By Eric B. Meyer
Twenty-one states and the District of Columbia have laws banning workplace discrimination in the private sector on the basis of sexual orientation.
The Commonwealth of Pennsylvania, which currently bans discrimination based on sexual orientation and gender identity or expression in public employment, may soon become the latest state to ban it in the private sector as well.
(The term “gender identity or expression” means actual or perceived gender identity, appearance, behavior, expression or physical characteristics whether or not associated with an individual’s assigned sex at birth).
Poll shows public support
A bill to amend the Pennsylvania Human Relations Act to add these workplace protections was introduced last week in the Pennsylvania Senate with some bipartisan (but mostly Democratic) support. The same bill was introduced in the Pennsylvania House the week before. Each measure would also carry the same restrictions in housing, credit and public accommodations.
While prior attempts to get similar legislation passed in Pennsylvania have failed, a recent poll indicates support for this measure throughout the Commonwealth.

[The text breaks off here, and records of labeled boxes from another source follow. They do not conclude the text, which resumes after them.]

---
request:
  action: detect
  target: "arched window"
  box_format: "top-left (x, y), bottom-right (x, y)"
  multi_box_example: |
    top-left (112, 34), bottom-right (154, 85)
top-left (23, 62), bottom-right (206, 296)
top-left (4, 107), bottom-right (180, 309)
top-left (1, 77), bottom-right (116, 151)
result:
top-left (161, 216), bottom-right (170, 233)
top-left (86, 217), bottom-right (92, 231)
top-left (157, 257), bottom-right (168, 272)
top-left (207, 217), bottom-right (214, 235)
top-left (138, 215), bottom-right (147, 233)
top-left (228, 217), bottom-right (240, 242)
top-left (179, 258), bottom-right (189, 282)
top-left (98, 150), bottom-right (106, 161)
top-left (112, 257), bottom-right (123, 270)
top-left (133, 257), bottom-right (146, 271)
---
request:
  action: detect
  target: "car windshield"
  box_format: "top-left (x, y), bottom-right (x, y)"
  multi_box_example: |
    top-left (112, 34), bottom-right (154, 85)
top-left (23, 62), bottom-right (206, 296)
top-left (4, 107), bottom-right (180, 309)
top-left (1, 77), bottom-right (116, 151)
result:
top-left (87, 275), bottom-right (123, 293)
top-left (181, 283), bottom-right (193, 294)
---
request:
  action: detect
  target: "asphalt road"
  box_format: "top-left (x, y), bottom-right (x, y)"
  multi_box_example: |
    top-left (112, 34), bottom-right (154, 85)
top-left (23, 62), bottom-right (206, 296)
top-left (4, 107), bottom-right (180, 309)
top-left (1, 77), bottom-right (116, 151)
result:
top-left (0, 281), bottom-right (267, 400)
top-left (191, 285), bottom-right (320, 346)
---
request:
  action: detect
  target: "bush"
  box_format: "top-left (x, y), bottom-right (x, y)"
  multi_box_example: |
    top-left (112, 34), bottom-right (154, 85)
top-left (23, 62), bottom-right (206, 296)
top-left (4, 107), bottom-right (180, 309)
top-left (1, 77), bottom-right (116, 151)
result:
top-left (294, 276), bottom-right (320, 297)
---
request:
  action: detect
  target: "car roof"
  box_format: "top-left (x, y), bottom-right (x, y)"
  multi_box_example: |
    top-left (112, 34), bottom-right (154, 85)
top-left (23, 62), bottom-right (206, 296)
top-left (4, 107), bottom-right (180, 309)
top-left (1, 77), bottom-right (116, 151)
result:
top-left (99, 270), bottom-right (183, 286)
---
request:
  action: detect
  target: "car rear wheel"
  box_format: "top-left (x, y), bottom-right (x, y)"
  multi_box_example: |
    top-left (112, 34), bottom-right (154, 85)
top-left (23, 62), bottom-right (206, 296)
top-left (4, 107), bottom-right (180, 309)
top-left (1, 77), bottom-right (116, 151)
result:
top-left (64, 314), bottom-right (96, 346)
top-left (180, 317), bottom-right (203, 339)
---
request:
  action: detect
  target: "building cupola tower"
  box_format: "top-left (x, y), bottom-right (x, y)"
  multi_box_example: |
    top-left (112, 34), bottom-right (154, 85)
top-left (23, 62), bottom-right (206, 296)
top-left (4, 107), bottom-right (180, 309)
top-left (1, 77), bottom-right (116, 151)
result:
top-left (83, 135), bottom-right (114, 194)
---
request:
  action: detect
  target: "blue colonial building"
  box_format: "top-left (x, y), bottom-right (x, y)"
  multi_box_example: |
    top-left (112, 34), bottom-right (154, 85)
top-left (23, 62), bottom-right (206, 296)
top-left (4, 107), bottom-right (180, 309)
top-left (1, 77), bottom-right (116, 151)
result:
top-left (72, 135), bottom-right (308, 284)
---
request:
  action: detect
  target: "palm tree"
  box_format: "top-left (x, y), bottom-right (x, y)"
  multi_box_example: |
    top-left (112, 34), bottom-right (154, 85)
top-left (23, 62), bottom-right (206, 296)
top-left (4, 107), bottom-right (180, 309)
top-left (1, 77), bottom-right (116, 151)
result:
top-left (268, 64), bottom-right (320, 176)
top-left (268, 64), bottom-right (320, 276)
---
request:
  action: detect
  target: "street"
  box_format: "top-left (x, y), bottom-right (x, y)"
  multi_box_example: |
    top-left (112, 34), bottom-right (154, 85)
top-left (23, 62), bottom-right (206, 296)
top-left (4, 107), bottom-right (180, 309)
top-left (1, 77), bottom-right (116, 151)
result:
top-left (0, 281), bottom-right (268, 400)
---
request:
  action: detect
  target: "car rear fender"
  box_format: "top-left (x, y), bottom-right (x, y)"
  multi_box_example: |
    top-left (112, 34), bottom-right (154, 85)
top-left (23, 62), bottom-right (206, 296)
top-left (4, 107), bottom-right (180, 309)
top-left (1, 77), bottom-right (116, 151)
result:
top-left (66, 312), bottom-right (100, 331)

Plus, many large cities, including Philadelphia and Pittsburgh, have LGBT workplace laws.
And, even without a law on the books statewide, many large employers have led by example. According to the Human Rights Campaign, as of April 2013, 434 (88 percent) of the Fortune 500 companies had implemented non-discrimination policies that include sexual orientation, and 282 (57 percent) had policies that include gender identity.
Gov. Tom Corbett’s position on these bills is unclear.